Surprisingly you can not specify this for the output. Are you sure yours is displaying the one-tailed test? The example below (and this is using version 19) is displaying the two-tailed test as the default for me.

data list free / v1 v2.
begin data
1 10
2 12
3 14
4 19
end data.

REGRESSION
/MISSING LISTWISE
/STATISTICS COEFF OUTS R ANOVA
/CRITERIA=PIN(.05) POUT(.10)
/NOORIGIN
/DEPENDENT v1
/METHOD=ENTER v2.


This produces the table of coefficient estimates below;

So I have two degrees of freedom for the t-test (since I estimated two parameters, v2 and the intercept), and an estimate of 5.581. Looking at the t-test table on wikipedia you can see a t-value of 5.581 for a two-tailed test would produce a p-value somewhere in between .02 and .05 (that table is slightly odd compared to most t-tables, and 100 minus the percentage produces the p-value of interest).

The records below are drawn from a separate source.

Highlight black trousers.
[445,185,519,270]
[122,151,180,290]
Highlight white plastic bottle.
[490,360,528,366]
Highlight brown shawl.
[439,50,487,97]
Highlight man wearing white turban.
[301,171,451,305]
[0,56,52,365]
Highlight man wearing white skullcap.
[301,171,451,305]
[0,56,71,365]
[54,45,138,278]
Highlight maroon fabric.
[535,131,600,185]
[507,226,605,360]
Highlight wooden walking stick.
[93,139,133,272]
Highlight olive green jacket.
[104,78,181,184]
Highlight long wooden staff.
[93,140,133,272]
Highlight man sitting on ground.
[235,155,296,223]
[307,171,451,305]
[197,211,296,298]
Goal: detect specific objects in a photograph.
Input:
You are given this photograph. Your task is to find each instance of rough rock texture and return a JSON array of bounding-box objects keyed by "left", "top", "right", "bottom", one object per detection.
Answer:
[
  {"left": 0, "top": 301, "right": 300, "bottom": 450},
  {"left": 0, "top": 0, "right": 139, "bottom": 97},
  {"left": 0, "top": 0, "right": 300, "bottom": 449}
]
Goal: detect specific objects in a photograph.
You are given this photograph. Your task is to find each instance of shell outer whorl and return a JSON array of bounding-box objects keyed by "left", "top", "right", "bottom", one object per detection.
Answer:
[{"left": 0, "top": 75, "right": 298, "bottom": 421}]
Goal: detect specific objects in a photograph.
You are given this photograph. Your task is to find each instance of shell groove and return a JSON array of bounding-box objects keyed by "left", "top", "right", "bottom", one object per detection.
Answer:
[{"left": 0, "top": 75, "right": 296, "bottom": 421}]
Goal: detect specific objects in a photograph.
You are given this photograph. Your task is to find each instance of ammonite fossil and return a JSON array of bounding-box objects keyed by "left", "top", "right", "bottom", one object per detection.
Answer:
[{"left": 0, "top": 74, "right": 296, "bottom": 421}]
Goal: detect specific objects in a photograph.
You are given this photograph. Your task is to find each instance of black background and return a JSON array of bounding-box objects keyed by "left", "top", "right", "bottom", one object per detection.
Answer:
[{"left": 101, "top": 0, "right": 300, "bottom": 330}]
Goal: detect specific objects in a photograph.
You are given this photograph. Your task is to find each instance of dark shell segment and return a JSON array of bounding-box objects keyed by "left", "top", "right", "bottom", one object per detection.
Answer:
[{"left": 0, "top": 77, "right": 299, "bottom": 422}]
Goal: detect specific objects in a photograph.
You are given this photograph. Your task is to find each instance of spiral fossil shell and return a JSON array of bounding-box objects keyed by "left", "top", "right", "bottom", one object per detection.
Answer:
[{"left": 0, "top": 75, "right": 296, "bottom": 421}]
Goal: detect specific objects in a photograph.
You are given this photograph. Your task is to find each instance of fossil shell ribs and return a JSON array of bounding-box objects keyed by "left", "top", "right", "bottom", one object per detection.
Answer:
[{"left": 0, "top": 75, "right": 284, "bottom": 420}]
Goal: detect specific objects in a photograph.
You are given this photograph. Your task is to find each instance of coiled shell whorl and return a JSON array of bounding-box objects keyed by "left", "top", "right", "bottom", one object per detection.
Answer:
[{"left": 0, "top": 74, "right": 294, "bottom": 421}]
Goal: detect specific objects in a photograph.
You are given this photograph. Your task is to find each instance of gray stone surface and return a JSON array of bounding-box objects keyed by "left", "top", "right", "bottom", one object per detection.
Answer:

You should also notice from that table that the p-value's associated with one-tailed tests are simply the p-value of the two-tailed test divided by two. So even though SPSS does not give the option to change whether you use a one tailed or two tailed test, it is fairly trivial to do do the calculation yourself. (A more exact two-tailed p-value from this online calculator suggests it is .0306, which is rounded up in the table below)

So if you wanted to go from the two-tailed test to the one-tailed test, you would just divide the p-value by 2. Conversely if you wanted to go from a one-tailed test to a two-tailed test, you would just multiple the p-value by 2.

There are no one-tailed tests on coefficients from Regression except, of course, that an F test is always one tailed.